Decided: March 23, 2016

The Fourth Circuit affirmed the district court’s dismissal.

Four Maryland consumers, Ricky Henson, Ian Glover, Karen Pacouloute, and Paulette House, each entered into a retail installment sales contract with CitiFinancial Auto Credit, Inc. or one of its affiliates to finance an automobile purchase, and all four subsequently defaulted. On December 1, 2011, Santander Consumer USA, Inc., (“Santander”) purchased $3.55 billion in loan receivables, including the plaintiff’s defaulted loans, from Citifinancial Autos Credit, Inc., and thereafter began to try to collect on those debts. In November 2012, the four consumers brought action againsts Santander, alledging that Santander attempted to collect the debts in a manner which violated the Fair Debt Collection Practices Act (“FDCPA”). When the district court dismissed the claims against Santander on the ground that the complaint failed to demonstrate that Santander engaged in the alleged collection practices as a “debt collector,” as required to bring an FDCPA claim, the four plaintiffs appealed.

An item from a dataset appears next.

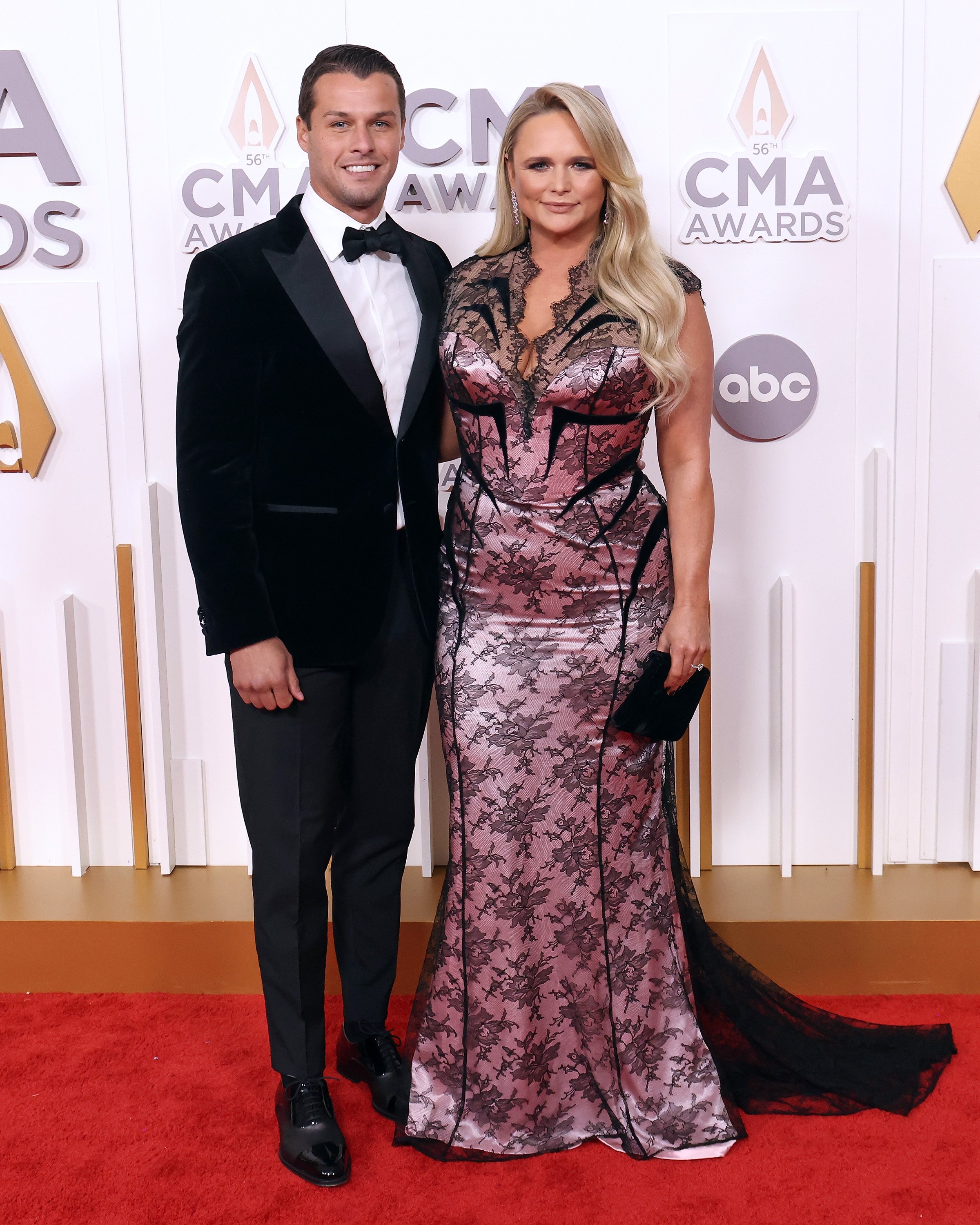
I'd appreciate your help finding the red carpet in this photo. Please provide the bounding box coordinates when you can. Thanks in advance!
[0,995,980,1225]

In their appeal, the plaintiffs argue that the default status of the debt is determinative of whether a debt purchaser is a “debt collector” or a “creditor.” Their argument is based on language found in the exclusion to the definition of “creditor” in § 1692a(4) of Title 15 of the United States Code, as well as language used in the exclusions to the definition of “debt collector” found in the § 1692a(6)(F), which both specifically reference whether or not the debt is in default when it is transferred. The Court, however, found this interpretation to be logically flawed and contrary to the plain text of the statute. According to the Court, the plaintiffs’ first error is in looking to the exclusions without first considering the statutory definitions in the main text. Instead, the structure of § 1692a(6) clearly indicates that any assessment as to whether a person is a “debt collector” must first determine whether that person satisfies the definitions in the main text before considering the exclusions found in subsequent subsections, and if that person does not fall under one of those definitions, the exclusions need not be considered at all. It follows then, that the material distinction is whether Santander is a “creditor” or a “debt collector” the collection of the debt is for itself or on the behalf of others, respectively.

Applying this interpretation to the alleged facts, the Court found that the plaintiffs’ complaint failed to show that Santander satisfied any of the three statutory definitions of a “debt collector,” because it instead showed that: Santander’s principal business was as a consumer finance company, not to collect debt; Santander was not using a name other than its own to collect debt; and Santander was collecting debt owed to it because it became the entity to which the debt was owed when it purchased the plaintiff’s debts. Thus, according to the Court, the analysis should end there, regardless of the default status of the debts. Consequently, because the plaintiffs failed to demonstrate that Santander was a debt collector as defined in § 1692(a) at the time it was collecting on the plaintiffs’ debts, the Court affirmed the district court’s dismissal of the claims.